Но когда бутылки опустели, их сменили другими.
Маркиз приказал приготовить самые лучшие комнаты для короля и великого конюшего. Он сам в сопровождении лакеев, несших светильники, счел своим долгом проводить в них своих гостей. После обычных приветствий маркиз удалился; Генрих был в своей комнате, Бельгард в своей.
– Наконец!.. ворчал герцог.– Наконец то!..
Тем не менее, из блогоразумия, он подождал минут двадцать прежде, чем отправиться к своей красавице, без сомнения очень удивленной, что он запоздал… Идет!.. Король должен быть в постели!..
Оставив свою шпагу, Бельгард задул все свечи в своей комнате и тихо отворил дверь…
– Ба!.. Ты куда, Белыард?
Король!.. Король прогуливался по коридору со свечой в руках…
– Государь!
– Разве ты все еще болен?
– Нет, государь!..
– Тем лучше!.. тем лучше!.. Войди на минуту ко мне, я тебе расскажу….
Генрих впустил Бельгарда вперед, сел рядом с ним и начал, понизив голос:
– Держу пари, что у тебя была одна со мной идея, Бельгард. Ты вышел за тем, чтобы сообщить мне ее?
– Какую идею государь?
– Э! что с моей стороны было глупостью так легкомысленно довериться гостеприимству дворянина, которого я очень мало знаю, которого я почти не знаю совсем… Предположим, что как только я явился в этот замок, маркиз послал известить врагов, находящихся в окрестностях… Славную штуку удерем мы, ты и я, против четырех или пятисот лигеров!.. Д’Эстре не похож на предателя, я согласен, но в это время волнения, кто честный человек и кто плут? Э! э! за меня сегодня дорого бы заплатили мусье де Майен и Испанцы!.. Наконец я знаю, что ты также беспокоишься этим как и я, мой друг. Быть может мы с тобой заблуждаемся, и господин д’Эстре есть цвет честности. Все равно!

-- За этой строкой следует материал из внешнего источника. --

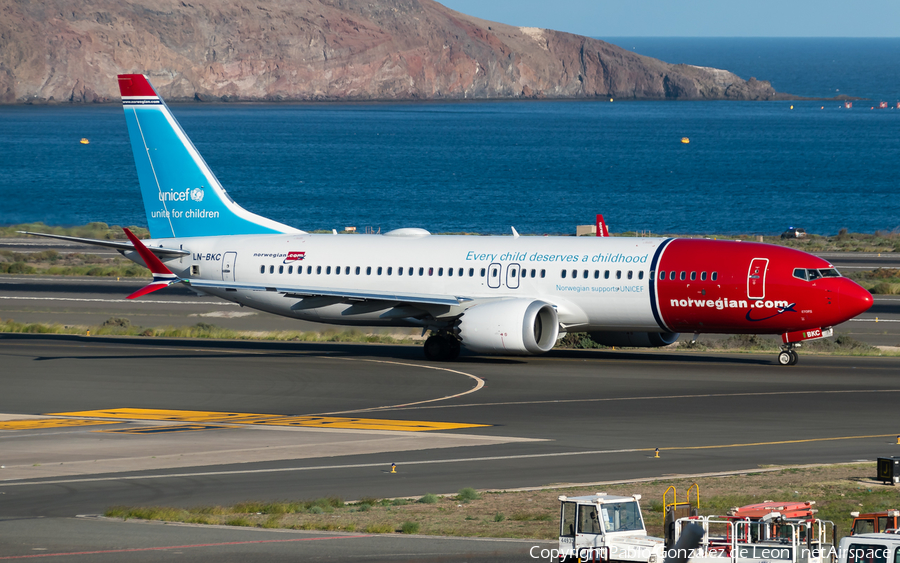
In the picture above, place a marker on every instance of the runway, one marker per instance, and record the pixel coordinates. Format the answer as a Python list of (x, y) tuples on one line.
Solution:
[(87, 423), (570, 417)]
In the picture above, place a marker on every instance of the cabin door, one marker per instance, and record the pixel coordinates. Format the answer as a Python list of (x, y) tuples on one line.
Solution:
[(756, 278), (228, 260)]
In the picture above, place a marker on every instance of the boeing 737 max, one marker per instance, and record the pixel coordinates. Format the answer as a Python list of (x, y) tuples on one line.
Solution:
[(492, 295)]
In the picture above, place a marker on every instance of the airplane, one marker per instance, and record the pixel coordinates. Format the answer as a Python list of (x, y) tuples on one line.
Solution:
[(509, 295)]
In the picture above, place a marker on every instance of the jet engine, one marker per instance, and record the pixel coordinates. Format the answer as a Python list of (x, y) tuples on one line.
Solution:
[(635, 339), (511, 326)]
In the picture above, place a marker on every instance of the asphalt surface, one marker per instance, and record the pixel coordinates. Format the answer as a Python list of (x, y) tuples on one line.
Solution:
[(568, 417)]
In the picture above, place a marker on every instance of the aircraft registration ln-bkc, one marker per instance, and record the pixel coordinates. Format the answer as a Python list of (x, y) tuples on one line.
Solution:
[(491, 295)]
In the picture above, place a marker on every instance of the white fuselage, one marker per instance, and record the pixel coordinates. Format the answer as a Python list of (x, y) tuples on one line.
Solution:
[(610, 290)]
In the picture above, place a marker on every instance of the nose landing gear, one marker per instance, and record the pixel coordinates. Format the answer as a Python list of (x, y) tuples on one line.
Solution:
[(788, 355)]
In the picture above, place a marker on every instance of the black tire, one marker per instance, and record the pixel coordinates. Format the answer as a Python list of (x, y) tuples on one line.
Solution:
[(437, 348), (785, 358)]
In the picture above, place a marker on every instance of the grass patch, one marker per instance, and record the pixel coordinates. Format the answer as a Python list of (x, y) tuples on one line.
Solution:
[(837, 490)]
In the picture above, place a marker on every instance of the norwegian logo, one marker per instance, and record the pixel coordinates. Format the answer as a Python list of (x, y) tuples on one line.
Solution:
[(294, 257)]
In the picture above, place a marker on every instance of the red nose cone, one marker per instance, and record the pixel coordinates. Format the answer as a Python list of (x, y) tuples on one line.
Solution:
[(854, 299)]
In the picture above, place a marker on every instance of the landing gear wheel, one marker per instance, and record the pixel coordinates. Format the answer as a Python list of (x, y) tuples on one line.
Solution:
[(437, 348)]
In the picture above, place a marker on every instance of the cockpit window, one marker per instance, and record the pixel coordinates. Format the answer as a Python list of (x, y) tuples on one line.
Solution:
[(811, 275)]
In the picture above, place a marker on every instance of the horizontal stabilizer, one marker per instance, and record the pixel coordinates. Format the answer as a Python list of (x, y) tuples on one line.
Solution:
[(118, 245)]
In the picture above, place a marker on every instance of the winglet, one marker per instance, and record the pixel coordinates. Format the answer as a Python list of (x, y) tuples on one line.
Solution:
[(162, 276)]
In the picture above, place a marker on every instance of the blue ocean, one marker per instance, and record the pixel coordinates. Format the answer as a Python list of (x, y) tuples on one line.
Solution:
[(541, 166)]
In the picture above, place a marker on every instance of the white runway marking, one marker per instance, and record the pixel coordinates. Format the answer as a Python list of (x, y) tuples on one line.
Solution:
[(87, 300)]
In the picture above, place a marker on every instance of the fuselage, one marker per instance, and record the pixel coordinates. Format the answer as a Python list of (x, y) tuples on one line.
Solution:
[(594, 283)]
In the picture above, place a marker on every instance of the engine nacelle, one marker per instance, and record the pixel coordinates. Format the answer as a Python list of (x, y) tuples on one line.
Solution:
[(511, 326), (635, 339)]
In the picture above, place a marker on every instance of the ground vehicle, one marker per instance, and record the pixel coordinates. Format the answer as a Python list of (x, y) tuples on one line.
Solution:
[(794, 233), (759, 533), (873, 522), (605, 527), (870, 548)]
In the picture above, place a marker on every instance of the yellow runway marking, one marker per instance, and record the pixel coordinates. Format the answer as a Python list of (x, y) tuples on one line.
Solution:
[(39, 423), (352, 423), (166, 429)]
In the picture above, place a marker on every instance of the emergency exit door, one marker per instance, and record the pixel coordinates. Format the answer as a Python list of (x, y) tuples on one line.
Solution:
[(228, 260), (756, 278)]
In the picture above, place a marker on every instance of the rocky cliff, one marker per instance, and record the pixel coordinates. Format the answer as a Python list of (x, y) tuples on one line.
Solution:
[(70, 51)]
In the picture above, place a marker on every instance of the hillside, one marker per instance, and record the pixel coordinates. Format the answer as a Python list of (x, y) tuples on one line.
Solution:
[(68, 51)]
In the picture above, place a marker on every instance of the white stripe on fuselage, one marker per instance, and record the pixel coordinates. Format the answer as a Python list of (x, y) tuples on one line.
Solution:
[(585, 303)]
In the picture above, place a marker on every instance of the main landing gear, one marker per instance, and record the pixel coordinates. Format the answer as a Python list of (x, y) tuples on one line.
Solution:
[(788, 355), (441, 347)]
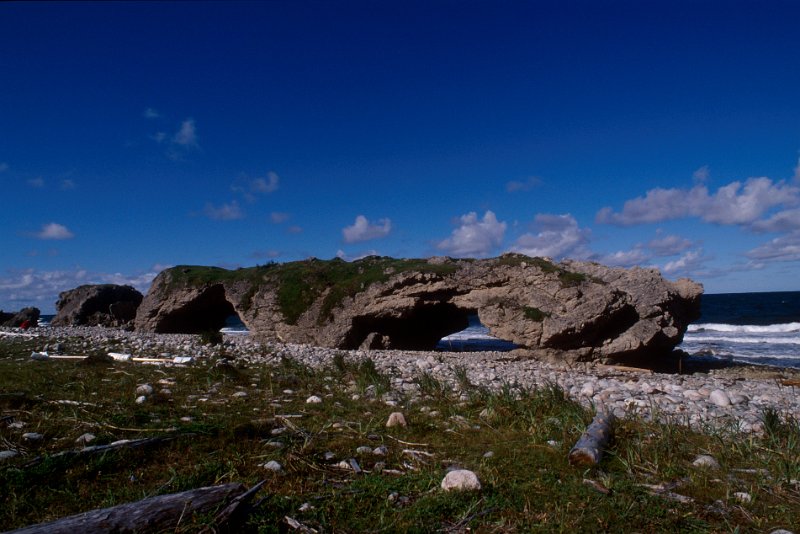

Завтра утром мы оставляем этот замок и целую ночь проведем вместе… Ventre saint-gris! нужно будет сначала разбить эту дверь, чтобы достигнуть до нас!..
Генрих встал, чтобы запереть дверь, ключ от которой он положил себе в карман. Бельгард смотрел на него как остолбенелый; столь изумленный и комический в своем остолбенении, что самый серьезный из королей не мог удержаться, и против его воли насмешливая улыбка пробежала по его губам. Эта улыбка открыла все великому конюшему.
– По истине, государь, – с горестью сказал он, – вы не великодушны!
– Как! Что ты под этим подразумеваешь, Бельгард? В чем я выказал свое невеликодушие?
– Играя мною, как вы это делаете сейчас, государь! Вы подозреваете гостеприимство маркиза д’Эстре!.. Вы боитесь измены в замке одного из вернейших своих слуг!.. Хитрость, чтобы удержать меня, слишком груба!.. Почему не сказать мне прямо, что теперь, когда вы узнали мадемуазель д’Эстре, вас печалит, что я люблю и любим!..
– Гм!.. Ты думаешь?.. О! мой милый Бельгард! клянусь тебе!..
– Прошу вас, государь, оставьте бесполезные клятвы!.. Это моя вина, и я за нее наказан как за грех!.. Восхваляя вам красоту мадмуазель д’Эстре, я должен был предвидеть, что из этого произойдет. Между тем, так как вы не только мой соперник, но и повелитель, покорность служителя сумеет заставить молчать, – так как это мой долг, – страдания любовника. Покойтесь в мире, государь; серия моих почтительных упреков кончена, и если я, против воли, сожалею о потерянном счастье, мои вздохи не потревожат вашего покоя…»
Склонив голову, с нахмуренными бровями, Генрих прохаживался взад и вперед по комнате, тогда как герцог Бельгард говорил. В глубине души Беарнец сознавал, что его великий конюший был прав, и что его поведение относительно было совершенно законно. Даже, при последних словах любовника Габриэли, произнесенных жаждущим тоном, можно было подумать, что стыдясь своего поступка, Генрих хотел его поправить… Он искоса взглянул на герцога, который закрыл лицо руками, и как будто хотел подойти к двери. Но, как совершенно справедливо говорили о нем, очень снисходительный во всем остальном, Генрих IV не терпел в любви противоречия. Он был влюблен в Габриэль; тем более влюблен, что она ему казалась влюбленной в другого. Готовый уступить доброму чувству, Генрих остановился, – он представил себе, как Бельгард бросится в объятия любовницы, чтобы возвратить потерянное время, он видел восхитительную девушку, которая не чувствовала к нему ничего, кроив равнодушия, даря предмету своей нежности самые страстные поцелуи…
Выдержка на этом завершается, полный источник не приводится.